Enflasyon düzeltmesinin işletmeler üzerindeki yükü hafifletici şekilde yapılandırılmasını vurgulayan Topuk, “Enflasyon düzeltmesi uygulamasının, ekonomik dalgalanmalarla karşı karşıya olduğumuz bu dönemde yılda bir kez ve vergisel etkisi olmadan yapılmasının, iş dünyamızın finansal tablolarının zayıflamaması adına daha doğru bir adım olduğunu düşünüyoruz. Orta Vadeli Program’ın kararlılıkla ilerlediği bu süreçte, işletmelerimizin finansal dengesini korumak için alınacak her karar büyük bir titizlikle ele alınmalıdır. Bu bağlamda enflasyon muhasebesi uygulamasında vergilendirme olması, tüm şirketlerimizde maliyet baskısı meydana getirecektir. Bu haliyle uygulanacak düzenleme mevcut üretim, ihracat ve istihdam odaklı çalışmalarımıza zarar verebileceği gibi aynı zamanda yeni yatırım planlarını da olumsuz etkileyebilir. Enflasyon düzeltmesi, öz kaynağı güçlü fakat aktif varlığı daha az olan işletmelerde zararı yükseltecek, parasal olmayan aktif varlıkları güçlü, finansmanını borçlanma ile gerçekleştiren öz kaynağı düşük işletmelerde ise kar artırıcı sonuçlar ortaya koyarak vergisel yükü artıracak dolayısıyla yeni finansman ihtiyacı getirecektir.

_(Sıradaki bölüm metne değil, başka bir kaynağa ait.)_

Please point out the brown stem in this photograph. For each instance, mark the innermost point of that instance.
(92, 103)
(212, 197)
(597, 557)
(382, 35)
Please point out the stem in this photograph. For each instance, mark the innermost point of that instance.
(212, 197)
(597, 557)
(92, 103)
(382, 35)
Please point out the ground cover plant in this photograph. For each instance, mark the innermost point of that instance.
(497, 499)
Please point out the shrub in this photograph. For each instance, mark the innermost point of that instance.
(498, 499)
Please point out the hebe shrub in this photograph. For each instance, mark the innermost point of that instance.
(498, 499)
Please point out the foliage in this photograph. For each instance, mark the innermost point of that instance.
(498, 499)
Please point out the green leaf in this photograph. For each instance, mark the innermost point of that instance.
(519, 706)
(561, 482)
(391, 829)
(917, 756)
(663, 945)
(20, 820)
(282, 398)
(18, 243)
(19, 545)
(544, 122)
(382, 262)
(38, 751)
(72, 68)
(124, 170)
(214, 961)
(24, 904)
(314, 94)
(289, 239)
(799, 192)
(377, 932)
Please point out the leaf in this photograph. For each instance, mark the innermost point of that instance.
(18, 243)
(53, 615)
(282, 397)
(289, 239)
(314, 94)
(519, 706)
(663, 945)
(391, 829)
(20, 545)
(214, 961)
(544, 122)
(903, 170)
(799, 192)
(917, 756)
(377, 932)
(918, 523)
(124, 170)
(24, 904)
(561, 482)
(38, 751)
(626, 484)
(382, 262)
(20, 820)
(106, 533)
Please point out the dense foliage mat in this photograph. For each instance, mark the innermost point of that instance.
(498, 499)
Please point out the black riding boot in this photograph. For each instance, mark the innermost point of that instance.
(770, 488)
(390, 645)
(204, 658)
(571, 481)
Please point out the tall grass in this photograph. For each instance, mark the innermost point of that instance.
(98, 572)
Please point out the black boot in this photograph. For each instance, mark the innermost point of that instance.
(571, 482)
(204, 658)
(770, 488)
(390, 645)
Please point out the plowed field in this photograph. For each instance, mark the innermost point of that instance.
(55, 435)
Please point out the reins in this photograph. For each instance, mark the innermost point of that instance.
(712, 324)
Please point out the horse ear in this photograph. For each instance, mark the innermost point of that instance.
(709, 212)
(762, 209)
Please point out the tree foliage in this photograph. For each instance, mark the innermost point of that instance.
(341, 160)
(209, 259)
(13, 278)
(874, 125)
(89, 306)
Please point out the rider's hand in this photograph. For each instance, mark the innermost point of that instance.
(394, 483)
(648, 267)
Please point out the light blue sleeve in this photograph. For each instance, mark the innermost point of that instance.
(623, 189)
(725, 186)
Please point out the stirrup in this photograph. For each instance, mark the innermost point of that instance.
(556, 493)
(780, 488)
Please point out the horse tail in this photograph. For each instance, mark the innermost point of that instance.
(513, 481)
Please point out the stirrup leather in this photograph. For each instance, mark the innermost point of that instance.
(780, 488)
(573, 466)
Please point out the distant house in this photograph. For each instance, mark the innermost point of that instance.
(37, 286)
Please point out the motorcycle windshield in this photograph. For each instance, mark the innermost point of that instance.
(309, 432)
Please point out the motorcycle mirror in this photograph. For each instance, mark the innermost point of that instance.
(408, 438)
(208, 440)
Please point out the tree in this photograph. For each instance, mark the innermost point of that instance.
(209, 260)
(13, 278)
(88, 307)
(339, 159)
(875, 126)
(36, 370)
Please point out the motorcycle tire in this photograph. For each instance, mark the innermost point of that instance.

Sanayicilerimizin ve girişimcilerimizin yatırımlarını güvenle sürdürebileceği bir ekonomik ortam oluşturulmalıdır. Yaşadığımız dalgalanmalara karşı işletmelere özellikle global pazardaki rekabet gücümüzü zayıflatacak ek maliyetler getirilmemesi gerektiğine ve ekonomi yönetimimizin bu konuda da hassasiyetle hareket edeceğine inanıyorum.” dedi.

BARSİAD Yönetim Kurulu Başkanı Arif Demirören de “Enflasyon düzeltmesinin şirketlere yönelik ek yükümlülüklerin gözden geçirilmesi gerekmektedir.” diye konuştu.

‘Ek Vergi Yükümlülükleri Gözden Geçirilmeli’

İş dünyasının üretim maliyetleri ve finansmana ulaşım konusunda zor günler geçirdiğinin altını çizen Başkan Demirören, enflasyon düzeltmesi kapsamında oluşturulan vergi yükümlülüklerinin sanayiciler adına zorluklar yaşatabileceğini belirterek, ”Ülkemizde ve dünya çapında yaşanan enflasyonist ortamın getirisi olarak büyük sanayiciden, KOBİ’ye kadar tüm firmalar finansmanlarını yönetmekte zorlu bir süreçten geçiyor. Ağustos ayı itibariyle yürürlüğe koyulan enflasyon düzeltmesi sonrası doğacak ek vergilendirmeler sanayicilerimizi daha sıkıntılı bir ortama sürüklemektedir. Öz kaynaklarının yanı sıra kredi ve çeşitli imkanlar oluşturarak ülkemiz ekonomisine katma değer kazandırmaya çalışan firmalarımızın sürdürülebilirliği adına söz konusu düzenlemenin vergi yükünün ortadan kaldırılması gerekmektedir. Firmaların yeni yatırımları esnasında, üretime geçmeden vergi ödenmesini konu alan yaptırımların sanayicilerin üretimi adına ciddi sorunlar teşkil etmektedir. Firmalarımızın finansal rasyolarının güçlendirmesi adına doğru bir adım olan vergi düzeltmesindeki vergi yükümlülüklerini gözden geçirilmesini talep ediyoruz. Ekonomi yönetiminin en önemli hedefi olan finansal istikrar kapsamında ortadan kalkması beklenen yüksek enflasyona karşı başarılı olunması durumunda enflasyon düzletmesinin de artık ihtiyaç olmaktan çıkacağını umut ediyoruz.” dedi.